With a campaign largely centered on her governance record as Cape Town mayor and Western Cape Premier, the DA, yielding arguably its most experienced senior political figure as its mayoral candidate, has shaken things up.

Removing the heads of the snake
Zille blames Johannesburg’s problems on years of ‘entrenched corruption under the ANC.’
She says self-enrichment schemes have turned basic services into profit-making opportunities, with even the city’s water and billing systems deliberately sabotaged to benefit cronies.
Johannesburg’s maintenance backlog, nearly three times its annual budget, reflects decades of neglect. Zille said administrations prioritised looting over service delivery.
“The good thing is that there are honest officials who are appalled at what is going on in Johannesburg,” said Zille, noting that it is terrifying for those who want to be whistleblowers.
Zille plans to establish a forensic auditing system in her office, with safe systems of reporting corruption that protect whistleblowers from retaliation.
“We will have to have systems of enabling whistleblowers to speak that do not threaten them,” she said.
“That is the absolute priority. Otherwise we are never ever going to get this rooted out. We will have to examine the most corrupt entities.”
“We are going to have to replace the head of the snake or the heads of the snake, and we are going to have to clean up from the top down,” added Zille.

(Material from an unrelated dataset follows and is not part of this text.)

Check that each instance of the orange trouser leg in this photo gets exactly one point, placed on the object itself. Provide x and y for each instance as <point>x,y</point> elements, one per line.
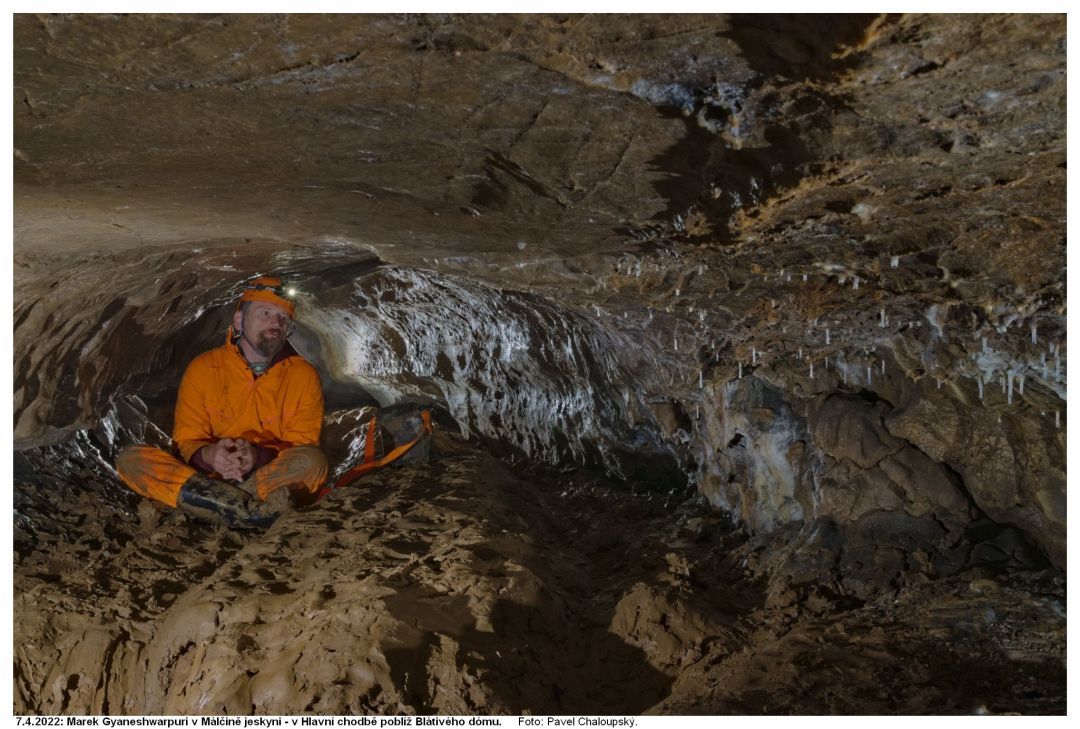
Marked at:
<point>152,472</point>
<point>301,466</point>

Like her previous executive roles, Zille said she would work very closely with the auditor general “to ensure that weak spots are picked up, fix them and hold people to account.”
Ring-fencing utilities and collaboration

Beyond rooting out corruption, Zille emphasised addressing the city’s critical infrastructure issues.
This includes prioritising fixing the broken water systems, stabilising the electricity grid, expanding the sewerage network, and detecting leaks to reduce water loss.
“It requires significant investment in annual maintenance and capital expenditure to expand the infrastructure network. That’s what they should have been doing — but of course, they haven’t.”
“The result is that there’s no money left, and a huge backlog in both capital expenditure and maintenance.”
The over R200 billion repair bill is seen as a symptom of the rot in local government, from chronic underinvestment and maintenance backlogs to unauthorised and irregular spending flagged by the Treasury.
This city has an annual budget of R89.4 billion, nearly a quarter of which goes to salaries of the city’s staff
Zille said that her strategy focuses on financial stabilisation and targeted investments in essential services, including ring-fencing funding for water, electricity, refuse removal, and sewage.
This is “so that the money can’t be swept out of those accounts and into other projects because cadres want to find vehicles for looting.”
“We’re going to have to ring fence that money and we’re going to have to spend it on the services for which ratepayers are paying,” she added. “All of those things have to be done.”
Collaboration with civil society and the private sector is also critical, noted the mayoral candidate.
“I’m very encouraged by the enormous number of active citizens who are mobilising to rescue their city in every walk of life and with every problem that you can imagine,” said Zille.
“That’s a wonderful feature of Johannesburg. It has a lot of social capital, a lot of active citizens who won’t let their city die.”
“When I’m there, I can see that all they need is a mayor who will get behind them, who will support and facilitate the joint effort so that we can get over the winning line for Joburg together,” she concluded.